We believe that the general concern over animal borne pathogens entering the human food supply may continue to expand interest in food safety, and that this concern led to a new market opportunity using DNA testing for meat traceability for the food industry. By way of example, in 2004 we announced participation in a joint project with Maple Leaf Foods of Canada, or Maple Leaf, and Pyxis Genomics to be the exclusive provider of assay development and service testing for Maple Leaf’s pork traceability project. For this project we developed an assay to test a panel of markers that were designed to enable tracing packaged meat back to the farm of origin.

We currently provide animal testing solely from our facility in the UK. We currently have the necessary capacity to accommodate increased volume within the existing laboratory space and equipment configuration in this facility. In addition, because we use industry standard reagents and instrumentation that have been fully validated, we can add processing capacity to meet expansion demands at little or no additional cost.

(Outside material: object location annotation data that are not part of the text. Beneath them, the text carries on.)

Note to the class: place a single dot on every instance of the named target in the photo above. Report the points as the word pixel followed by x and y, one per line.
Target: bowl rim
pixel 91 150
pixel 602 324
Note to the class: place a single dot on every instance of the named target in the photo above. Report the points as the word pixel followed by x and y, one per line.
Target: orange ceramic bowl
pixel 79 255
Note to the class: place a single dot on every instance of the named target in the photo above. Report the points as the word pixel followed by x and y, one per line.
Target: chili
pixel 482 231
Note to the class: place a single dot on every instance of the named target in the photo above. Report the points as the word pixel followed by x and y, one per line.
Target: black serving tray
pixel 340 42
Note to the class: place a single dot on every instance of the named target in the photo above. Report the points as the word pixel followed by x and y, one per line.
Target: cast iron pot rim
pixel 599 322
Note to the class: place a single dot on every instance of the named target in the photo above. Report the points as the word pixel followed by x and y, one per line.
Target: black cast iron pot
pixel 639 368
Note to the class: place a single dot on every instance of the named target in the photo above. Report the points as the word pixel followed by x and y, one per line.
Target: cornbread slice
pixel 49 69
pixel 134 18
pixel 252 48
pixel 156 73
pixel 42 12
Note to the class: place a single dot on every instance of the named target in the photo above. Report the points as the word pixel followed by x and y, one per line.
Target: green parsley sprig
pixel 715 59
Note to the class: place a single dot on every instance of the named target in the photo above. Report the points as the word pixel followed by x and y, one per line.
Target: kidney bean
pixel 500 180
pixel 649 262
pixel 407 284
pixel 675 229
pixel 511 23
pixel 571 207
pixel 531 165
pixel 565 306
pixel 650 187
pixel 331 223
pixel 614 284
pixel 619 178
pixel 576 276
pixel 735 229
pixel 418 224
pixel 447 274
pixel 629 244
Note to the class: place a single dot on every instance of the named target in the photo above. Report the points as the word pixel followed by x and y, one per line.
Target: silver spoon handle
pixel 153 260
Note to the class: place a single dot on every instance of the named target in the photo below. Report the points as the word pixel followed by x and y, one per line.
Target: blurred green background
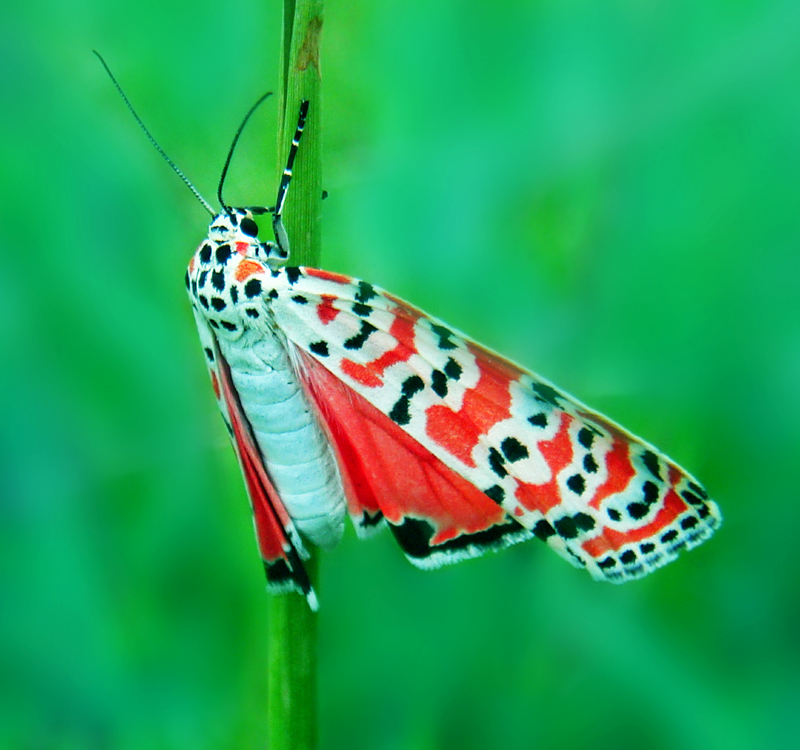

We continue to develop similar assays utilizing this technology for use on other animals that would either identify disease susceptibility or enable diseased meat traceability.

Intellectual Property

We currently own, or have exclusive licenses to, 54 US issued patents and 49 foreign patents, and have received a notice of allowance for two additional patent applications. Additionally, we have 48 pending patent applications of which 10 are US applications and 38 are foreign patent applications. Of our existing patent portfolio, both issued and pending patents, approximately half of the patents are primarily related to microfluidic technology, that is, technology related to moving and pumping very minute amounts of fluids. The remainder of our portfolio includes methods to identify and utilize SNPs. We have sought and intend to continue to seek patent protection for novel uses of SNPs in the genetic testing field. In cases where novel uses of SNPs have already been patented by a third party, we may need to obtain a license for the use of this technology to make use of or sell services or products using such technology. As of December 31, 2004, the majority of patents that we own or exclusively license have 10 or more years before they expire.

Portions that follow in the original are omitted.